At first glance, Common Ground’s forested trails, cabin-like buildings, and welcoming atmosphere remind me of my childhood’s endless summer days, long hikes, and midnight s’mores-making around an open campfire. Founded by a group of parents, teachers, and environmentalists looking to educate the New Haven community, Common Ground welcomes visitors to the farm for various seasonal festivals, hiking trips, and Open Farm Days every year. This season’s biggest event is Winterfest, a celebration of winter’s long-overdue end through learning about maple sugaring, the process of making maple syrup. Winterfest’s modest $8 entrance fee goes to support Common Ground’s other community programs.

Today, I follow a group of families around to each of the festival’s stations, where different steps in the sugaring process are explained. I head over to a clump of bare maple trees with spigots nailed into the trunks and tin buckets hanging to catch the flowing sap. There, Jill Keating, a Common Ground staff member, explains that cold winter nights and warm days are needed for the sap to run. She invites us to come closer and look. Peering into the buckets, I’m astonished that the sap looks hardly any different from water and certainly nothing like the sticky, viscous liquid I’ve been imagining.

“It’s very similar to coconut water,” Jill explains. “It’s even got similar nutritional value. Do you want to try some?” She fills a small Dixie cup with filtered sap, assuring us that it is perfectly potable, and I take a sip. It tastes almost like water, with a refreshing hint of some indescribably subtle flavor. The next fad beverage? There’s definitely potential.

After tasting the sap, we wonder where the syrup comes from. I know that money doesn’t grow on trees, but I’m startled to discover that raw, sticky syrup doesn’t flow from them either. The watery sap I’ve just tried is diligently boiled and evaporated until it finally becomes the golden, delicious syrup with which I often drown my pancakes. The collected sap is carefully filtered and reduced until it becomes sufficiently dense, an indication that the desired sugar content has been achieved. Depending on the amount of sap boiled at once, the process can take many hours — even days.

“It takes 40 gallons of sap to make one gallon of syrup,” says Rebecca Holcombe, Director of Community Programs at Common Ground. “It’s all done with wood fires, even for big syrup manufacturers.” We walk behind the school building to take a look at the wood fire evaporator, a large box-like oven overflowing with sweet steam evaporating from the surface of the bubbling sap.

Gathered around the woodfired evaporator, we are rewarded with a special treat: a blind taste test to see if we can tell the difference between artificial and real syrup, the latter produced right at Common Ground. I pick up the two samples and tip my head back, waiting for the syrup to trickle down the side of the cup. One of the syrups is much thicker and sweeter than the other. I correctly identify this one as the real syrup, and as possibly one of the best I’ve ever tasted.

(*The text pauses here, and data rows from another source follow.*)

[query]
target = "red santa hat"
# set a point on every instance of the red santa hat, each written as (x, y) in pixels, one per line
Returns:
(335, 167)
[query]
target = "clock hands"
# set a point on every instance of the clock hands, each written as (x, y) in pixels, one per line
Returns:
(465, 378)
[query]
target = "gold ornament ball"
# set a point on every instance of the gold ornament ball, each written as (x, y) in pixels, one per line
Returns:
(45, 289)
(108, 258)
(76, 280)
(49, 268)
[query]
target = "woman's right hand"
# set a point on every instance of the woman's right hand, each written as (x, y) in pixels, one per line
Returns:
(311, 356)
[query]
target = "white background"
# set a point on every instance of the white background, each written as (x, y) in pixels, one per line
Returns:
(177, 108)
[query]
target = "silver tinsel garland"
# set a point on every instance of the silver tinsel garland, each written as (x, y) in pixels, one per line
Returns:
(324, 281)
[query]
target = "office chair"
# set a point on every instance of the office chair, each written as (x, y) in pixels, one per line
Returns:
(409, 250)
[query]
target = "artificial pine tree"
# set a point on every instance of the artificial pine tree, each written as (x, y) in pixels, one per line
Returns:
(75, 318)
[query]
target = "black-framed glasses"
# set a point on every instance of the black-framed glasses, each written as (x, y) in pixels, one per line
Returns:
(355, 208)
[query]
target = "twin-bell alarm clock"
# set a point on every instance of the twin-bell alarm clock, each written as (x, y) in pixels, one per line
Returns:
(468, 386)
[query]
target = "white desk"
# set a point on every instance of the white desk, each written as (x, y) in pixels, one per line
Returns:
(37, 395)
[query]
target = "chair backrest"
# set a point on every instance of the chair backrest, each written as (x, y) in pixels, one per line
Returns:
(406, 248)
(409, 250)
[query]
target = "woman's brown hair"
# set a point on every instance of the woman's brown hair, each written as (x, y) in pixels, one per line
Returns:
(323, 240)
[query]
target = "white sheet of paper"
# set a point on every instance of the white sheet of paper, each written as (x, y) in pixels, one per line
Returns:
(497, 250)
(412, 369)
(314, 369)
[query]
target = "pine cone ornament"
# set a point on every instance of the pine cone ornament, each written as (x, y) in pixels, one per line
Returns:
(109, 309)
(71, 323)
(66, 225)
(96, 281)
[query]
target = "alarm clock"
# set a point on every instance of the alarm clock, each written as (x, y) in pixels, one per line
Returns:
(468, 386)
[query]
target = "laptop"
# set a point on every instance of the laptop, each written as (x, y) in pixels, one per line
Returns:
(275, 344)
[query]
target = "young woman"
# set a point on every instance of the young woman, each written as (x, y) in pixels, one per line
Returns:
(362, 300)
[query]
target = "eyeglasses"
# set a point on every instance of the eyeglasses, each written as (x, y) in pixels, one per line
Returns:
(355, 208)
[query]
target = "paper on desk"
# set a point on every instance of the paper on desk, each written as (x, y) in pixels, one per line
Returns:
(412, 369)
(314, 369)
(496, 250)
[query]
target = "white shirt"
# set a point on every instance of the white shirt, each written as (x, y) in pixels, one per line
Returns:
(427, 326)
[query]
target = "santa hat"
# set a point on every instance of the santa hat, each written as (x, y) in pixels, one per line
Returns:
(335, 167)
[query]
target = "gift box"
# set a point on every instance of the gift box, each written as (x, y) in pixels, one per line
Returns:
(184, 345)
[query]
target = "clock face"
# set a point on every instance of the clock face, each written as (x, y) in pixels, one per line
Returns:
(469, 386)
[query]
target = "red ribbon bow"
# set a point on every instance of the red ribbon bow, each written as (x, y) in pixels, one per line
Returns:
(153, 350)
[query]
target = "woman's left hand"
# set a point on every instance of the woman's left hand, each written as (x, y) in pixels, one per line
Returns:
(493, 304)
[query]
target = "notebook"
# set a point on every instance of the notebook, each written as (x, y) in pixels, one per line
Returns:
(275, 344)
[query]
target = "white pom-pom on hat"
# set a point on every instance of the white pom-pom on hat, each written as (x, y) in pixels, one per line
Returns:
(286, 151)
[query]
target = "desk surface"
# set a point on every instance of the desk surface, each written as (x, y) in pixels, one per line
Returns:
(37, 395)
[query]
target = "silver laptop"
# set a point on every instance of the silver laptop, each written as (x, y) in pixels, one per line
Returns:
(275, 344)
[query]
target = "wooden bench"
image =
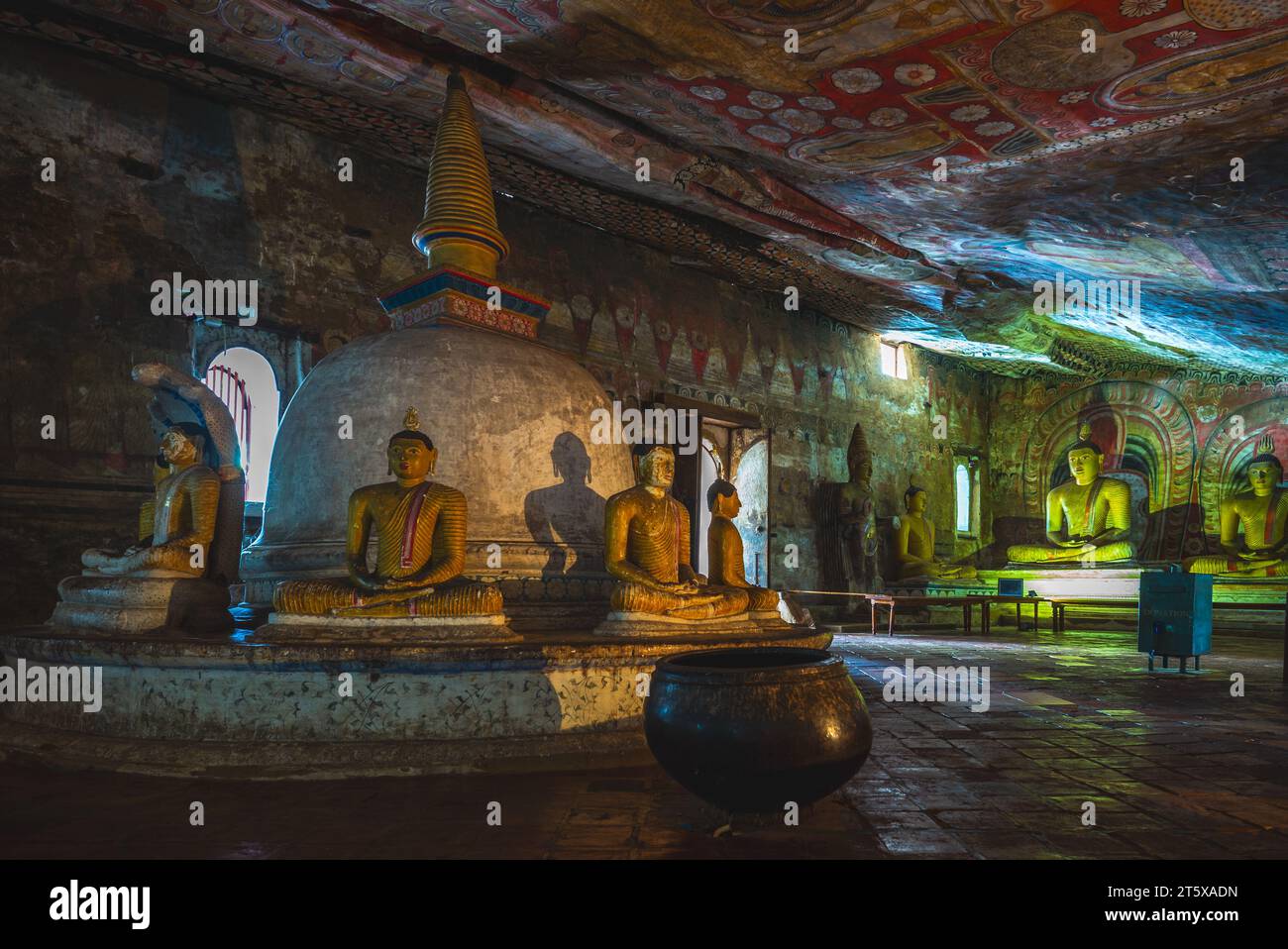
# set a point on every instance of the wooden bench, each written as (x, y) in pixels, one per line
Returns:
(913, 601)
(986, 618)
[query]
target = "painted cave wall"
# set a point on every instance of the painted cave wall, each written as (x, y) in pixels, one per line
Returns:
(153, 179)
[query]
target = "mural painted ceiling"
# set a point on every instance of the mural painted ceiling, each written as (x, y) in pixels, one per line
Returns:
(914, 166)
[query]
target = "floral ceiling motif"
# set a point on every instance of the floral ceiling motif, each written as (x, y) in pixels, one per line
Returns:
(948, 154)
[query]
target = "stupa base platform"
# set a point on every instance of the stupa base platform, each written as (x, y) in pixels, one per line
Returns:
(619, 625)
(243, 707)
(288, 627)
(142, 604)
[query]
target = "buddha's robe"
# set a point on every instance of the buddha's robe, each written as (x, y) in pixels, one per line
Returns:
(915, 553)
(1087, 510)
(1265, 528)
(420, 553)
(183, 524)
(647, 541)
(725, 564)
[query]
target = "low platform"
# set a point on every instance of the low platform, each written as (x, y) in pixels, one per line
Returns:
(964, 587)
(1249, 589)
(244, 707)
(1108, 582)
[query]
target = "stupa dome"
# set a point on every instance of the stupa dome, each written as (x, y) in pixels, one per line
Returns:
(511, 423)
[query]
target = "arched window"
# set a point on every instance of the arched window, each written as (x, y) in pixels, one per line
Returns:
(964, 498)
(244, 380)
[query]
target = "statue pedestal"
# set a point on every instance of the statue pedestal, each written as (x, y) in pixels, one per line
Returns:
(250, 705)
(284, 627)
(141, 604)
(660, 626)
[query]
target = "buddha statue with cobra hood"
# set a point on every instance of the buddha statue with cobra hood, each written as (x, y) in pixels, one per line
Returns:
(1261, 514)
(1087, 518)
(647, 549)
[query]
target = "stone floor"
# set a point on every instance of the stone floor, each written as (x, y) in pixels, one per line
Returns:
(1175, 767)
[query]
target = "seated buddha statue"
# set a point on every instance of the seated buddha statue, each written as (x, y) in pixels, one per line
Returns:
(420, 548)
(914, 544)
(183, 512)
(724, 549)
(647, 549)
(1261, 514)
(176, 576)
(1089, 516)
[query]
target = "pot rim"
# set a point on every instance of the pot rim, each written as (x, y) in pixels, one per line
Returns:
(819, 665)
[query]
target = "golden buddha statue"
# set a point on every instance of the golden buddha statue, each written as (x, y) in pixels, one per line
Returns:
(1262, 515)
(420, 548)
(724, 549)
(914, 544)
(647, 549)
(176, 576)
(183, 512)
(1089, 516)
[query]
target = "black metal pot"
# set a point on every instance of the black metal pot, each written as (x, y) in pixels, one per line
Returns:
(751, 729)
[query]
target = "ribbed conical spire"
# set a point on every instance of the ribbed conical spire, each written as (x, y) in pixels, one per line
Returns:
(459, 228)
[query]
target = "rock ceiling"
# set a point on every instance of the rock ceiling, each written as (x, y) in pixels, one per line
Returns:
(915, 166)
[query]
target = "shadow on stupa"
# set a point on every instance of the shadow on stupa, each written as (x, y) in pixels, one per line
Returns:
(568, 515)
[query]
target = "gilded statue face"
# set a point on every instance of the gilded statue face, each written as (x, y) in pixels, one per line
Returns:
(657, 468)
(176, 449)
(1263, 476)
(410, 459)
(1085, 465)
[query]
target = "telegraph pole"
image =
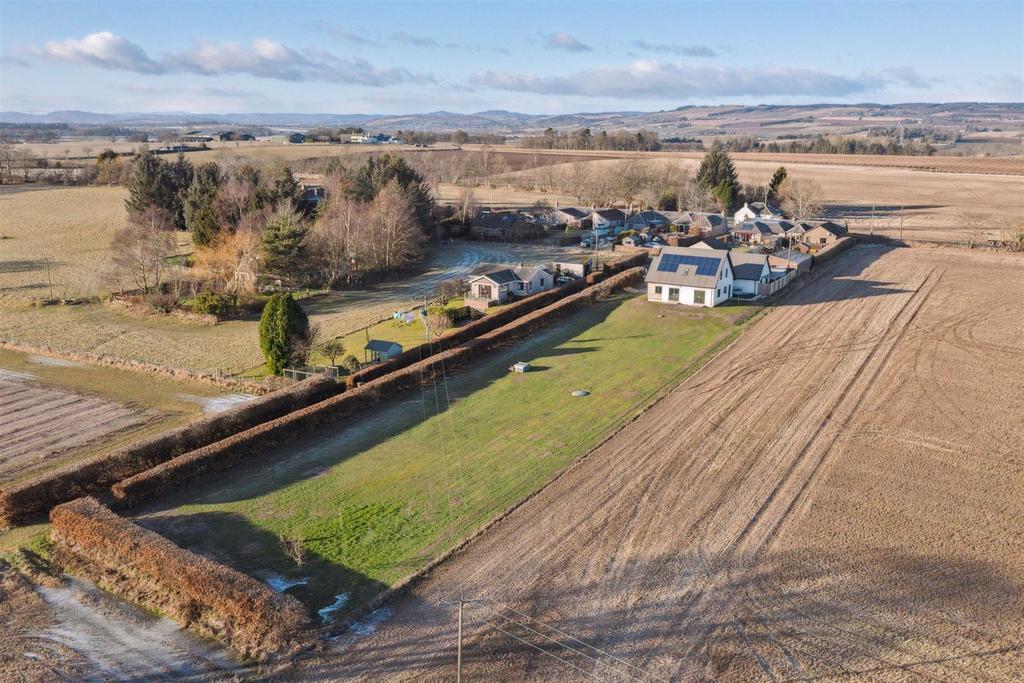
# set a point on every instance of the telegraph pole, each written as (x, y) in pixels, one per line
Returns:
(461, 603)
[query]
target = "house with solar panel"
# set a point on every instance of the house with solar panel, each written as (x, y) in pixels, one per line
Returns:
(690, 276)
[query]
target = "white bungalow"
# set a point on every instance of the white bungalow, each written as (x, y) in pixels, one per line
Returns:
(690, 276)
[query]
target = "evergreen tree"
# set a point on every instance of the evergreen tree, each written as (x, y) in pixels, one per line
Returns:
(285, 188)
(368, 180)
(282, 326)
(776, 181)
(284, 244)
(716, 168)
(200, 209)
(146, 184)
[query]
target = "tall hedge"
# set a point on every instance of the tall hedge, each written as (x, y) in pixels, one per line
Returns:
(283, 324)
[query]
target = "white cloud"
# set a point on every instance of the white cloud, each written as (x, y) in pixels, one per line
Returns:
(262, 57)
(102, 49)
(565, 41)
(649, 79)
(681, 50)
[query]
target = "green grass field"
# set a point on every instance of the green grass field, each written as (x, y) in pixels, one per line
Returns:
(376, 500)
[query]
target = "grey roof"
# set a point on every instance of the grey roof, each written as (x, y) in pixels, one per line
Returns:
(572, 211)
(499, 275)
(713, 243)
(525, 272)
(748, 265)
(381, 345)
(647, 218)
(762, 207)
(687, 266)
(610, 214)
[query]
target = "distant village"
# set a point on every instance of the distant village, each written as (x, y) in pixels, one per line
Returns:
(698, 259)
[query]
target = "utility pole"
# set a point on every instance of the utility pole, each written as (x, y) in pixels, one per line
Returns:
(49, 283)
(461, 603)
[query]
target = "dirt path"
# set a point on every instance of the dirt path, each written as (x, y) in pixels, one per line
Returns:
(77, 632)
(839, 495)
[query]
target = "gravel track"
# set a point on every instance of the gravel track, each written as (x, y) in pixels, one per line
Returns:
(839, 494)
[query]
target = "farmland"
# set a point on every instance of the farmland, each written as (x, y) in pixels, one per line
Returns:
(55, 411)
(377, 500)
(839, 494)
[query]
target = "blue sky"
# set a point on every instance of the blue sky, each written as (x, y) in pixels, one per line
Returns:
(390, 57)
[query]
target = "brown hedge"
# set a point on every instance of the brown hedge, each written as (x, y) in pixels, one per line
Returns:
(494, 321)
(205, 596)
(267, 436)
(37, 495)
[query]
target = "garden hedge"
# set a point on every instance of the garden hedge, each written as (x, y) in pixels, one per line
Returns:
(267, 436)
(205, 596)
(37, 495)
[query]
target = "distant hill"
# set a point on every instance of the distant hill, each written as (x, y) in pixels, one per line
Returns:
(766, 121)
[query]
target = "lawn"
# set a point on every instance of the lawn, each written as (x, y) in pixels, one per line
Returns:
(377, 500)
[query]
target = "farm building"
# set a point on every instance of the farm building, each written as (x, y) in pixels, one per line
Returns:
(690, 276)
(379, 349)
(752, 210)
(749, 270)
(501, 284)
(709, 224)
(568, 216)
(607, 218)
(821, 232)
(505, 225)
(574, 266)
(643, 219)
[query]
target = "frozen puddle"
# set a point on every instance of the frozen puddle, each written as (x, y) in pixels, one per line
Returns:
(15, 376)
(281, 584)
(213, 404)
(364, 628)
(122, 642)
(52, 363)
(328, 613)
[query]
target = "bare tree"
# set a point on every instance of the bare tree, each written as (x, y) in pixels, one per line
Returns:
(294, 548)
(138, 250)
(801, 199)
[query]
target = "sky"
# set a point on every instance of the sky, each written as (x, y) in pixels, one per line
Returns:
(537, 57)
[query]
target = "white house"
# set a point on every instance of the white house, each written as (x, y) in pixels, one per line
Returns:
(690, 276)
(748, 271)
(501, 285)
(752, 210)
(607, 218)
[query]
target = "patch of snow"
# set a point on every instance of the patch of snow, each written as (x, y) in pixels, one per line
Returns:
(281, 584)
(53, 363)
(15, 376)
(327, 613)
(213, 404)
(364, 628)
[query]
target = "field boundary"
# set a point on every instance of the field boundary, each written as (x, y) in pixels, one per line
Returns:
(204, 596)
(136, 367)
(247, 444)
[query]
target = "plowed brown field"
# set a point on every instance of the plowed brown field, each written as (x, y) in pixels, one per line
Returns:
(839, 495)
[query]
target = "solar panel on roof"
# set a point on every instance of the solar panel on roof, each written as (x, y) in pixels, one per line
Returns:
(704, 264)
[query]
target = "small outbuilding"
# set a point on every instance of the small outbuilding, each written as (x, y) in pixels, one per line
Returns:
(377, 350)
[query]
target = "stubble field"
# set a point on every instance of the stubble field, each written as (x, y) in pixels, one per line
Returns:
(838, 495)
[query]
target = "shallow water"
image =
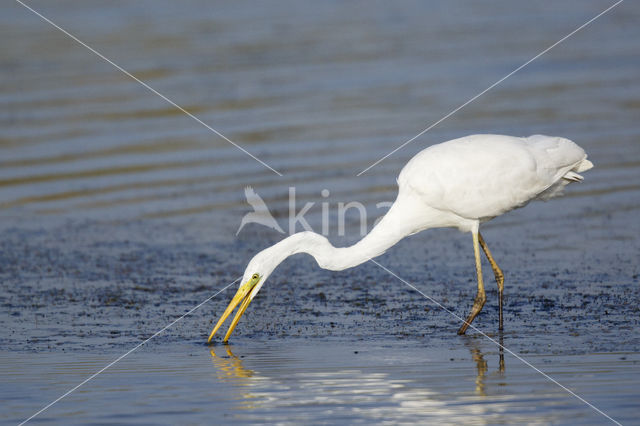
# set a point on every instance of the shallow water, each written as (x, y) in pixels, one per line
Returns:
(118, 213)
(297, 381)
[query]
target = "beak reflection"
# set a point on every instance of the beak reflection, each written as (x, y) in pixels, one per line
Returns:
(242, 298)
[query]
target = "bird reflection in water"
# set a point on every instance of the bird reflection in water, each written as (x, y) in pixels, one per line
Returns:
(481, 364)
(230, 367)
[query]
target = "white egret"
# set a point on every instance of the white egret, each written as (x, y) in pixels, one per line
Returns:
(460, 183)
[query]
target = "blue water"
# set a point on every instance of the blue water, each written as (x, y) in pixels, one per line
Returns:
(119, 213)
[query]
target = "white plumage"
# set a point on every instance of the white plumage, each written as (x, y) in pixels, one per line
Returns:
(460, 183)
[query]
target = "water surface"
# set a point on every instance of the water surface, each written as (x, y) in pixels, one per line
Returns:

Caught up in lessons about maple sugaring, it’s easy to forget that Common Ground is also a high school — though it hardly resembles any high school I’ve seen before. After tasting my fill of maple syrup, I return to the petting zoo, where students Alicea Vazquez and Starr Colbert are volunteering, keeping a watchful eye on the pecking chickens and bouncing toddlers.

“It’s just like a normal school,” says Starr of Common Ground, “with normal classes and everything.” What began in 1997 as a charter school with only 20 students has quickly evolved into a thriving school where 155 students grades 9 through 12 learn to care for their environment: in addition to the typical high school curriculum and extracurriculars, students also study environmental science and U.S. environmental history, and they brainstorm solutions to contemporary challenges.

“I love being here more than any other school,” says Alicea. “I’ve never been to a school with animals before!” She laughs as Starr bends down to introduce some kids to Einstein, a grey chicken with an unruly puff of white feathers on the crown of its head. “And the small class size makes it easier to learn. You really get to know each other better.” Starr wholeheartedly agrees.

But all New Haven nature-lovers, students or not, can enjoy a beautiful Saturday morning at Common Ground’s Winterfest. It is, in Starr’s words, “a totally different experience.”